If your Swedish ancestor served in the U.S. or another country's military, records created for that event may list place of origin, or other clues which would eventually get you there. Look for service records, and particularly pension applications for both the person who served, and the widow or minor children. To find the repositories for these records, look under the subject heading of United States - Military Records in the Family History Library Catalog, and in the wiki, where actual links may be given.

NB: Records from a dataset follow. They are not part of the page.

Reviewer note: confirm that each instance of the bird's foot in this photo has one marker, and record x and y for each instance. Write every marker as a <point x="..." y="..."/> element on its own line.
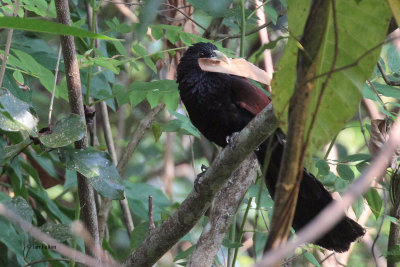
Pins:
<point x="199" y="176"/>
<point x="230" y="140"/>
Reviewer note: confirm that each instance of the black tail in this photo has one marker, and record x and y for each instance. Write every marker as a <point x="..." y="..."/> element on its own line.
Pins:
<point x="313" y="197"/>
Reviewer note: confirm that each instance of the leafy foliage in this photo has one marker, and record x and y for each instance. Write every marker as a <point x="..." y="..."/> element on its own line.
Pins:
<point x="127" y="70"/>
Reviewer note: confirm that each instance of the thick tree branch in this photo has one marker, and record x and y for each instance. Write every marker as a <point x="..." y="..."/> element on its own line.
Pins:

For those with Latter-day Saint Swedish ancestry, you may wish to be aware of an index at the Family History Library on microfiche cards. The Scandinavian Mission Index is found on the series of fiche numbered FHL Intl# 6060482, microfiches' 1-344. If your Swedish ancestor joined the LDS Church in Sweden and later emigrated to America (Utah) in the second half of the nineteenth century, there is likely a listing for him/her in this index. Persons are first listed alphabetically by surname and then arranged chronologically by birth year, or the year of an event such as baptism, or emigration. For females, you may wish to look under both the masculine and feminine spellings of the surname "Andersson/Andersdotter). An ancestor using a surname with multiple spellings may be listed under any one of those possible spellings. For example, "Johansson" may be listed under a variety of spellings such as: Johnsson, Jansson, Jönsson, etc. You may want to look under each variant spelling to find the person you desire. On these fiche cards you will likely find for you ancestor, a birth date and place, the date of emigration, a reference to the Swedish LDS branch the ancestor belonged to and the FHL call number to the microfilm of that branch’s membership records. These Swedish membership records are found in the microfiche collection on the B1 International floor of the Family History Library.
A listing which gives the first and last name found on each fiche is in Volumes I & II of "Passport to Paradise..." a series listing some of the Scandinavian Latter-day Saints who emigrated from the port of Copenhagen Denmark between 1872 and 1894. (FHL 973 W3A)
Nils William Olsson wrote a highly useful booklet entitled: Tracing Your Swedish Ancestry. This 40 page booklet can be ordered from the Consulate General in New York.